Still, for all of their arguments, it largely came down to one point: it would be too expensive, and would land the country into even more debt. While that’s an entirely reasonable argument, I wonder where these people were when the Iraq War was pushed through congress, which will no doubt do far more damage in that department than this bill. The Democrats should have done far more to attack them on this point, and explained just how this bill will not do what the Republicans think it will.
What worried me the most was the tactics used on the part of right-wing elements in the country to bring out voters, utilizing mis-information about the bill, general hatred towards our President and resorting to some pretty nasty stuff, especially right before the bill – racial slurs, death threats and so on. I’m all for galvanizing a population and encouraging them to get involved, but not in ways that are fundamentally detrimental, and in the end, just stirred tempers and drove the image of the Republican Party further to the right. In the end, that’s probably not going to help the Republican Party – the Democrats, through this whole experience, can show that they’re a party that’s somewhat flexible, if somewhat hard to pull into line, but one that has far more moderate policies amongst its members as a whole. What hampered some of the movement on this bill may in fact be something that can be exploited.
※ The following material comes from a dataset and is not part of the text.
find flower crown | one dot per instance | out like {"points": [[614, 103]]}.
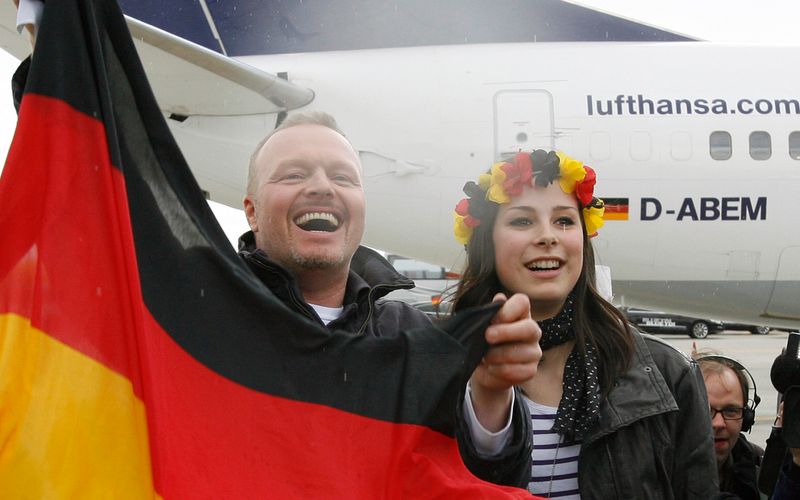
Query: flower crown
{"points": [[505, 180]]}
What needs to happen next is for the Democrats to sell this victory – they need to get out and about to their bases, talk about what they’ve done, and make people realize what they’ve done, and how it is good. They need to use this victory to push forward to other positive accomplishments that they can work with, and use this to their advantage to move forward what they want to do in the next two and a half years.
(A bit of a disclaimer – given the heated nature of this political argument, I’m closing comments. These are my own views on this, and I’m not in the mood to deal with a whole lot of confrontation over them. If you don’t like it, go write your own angry blog post.)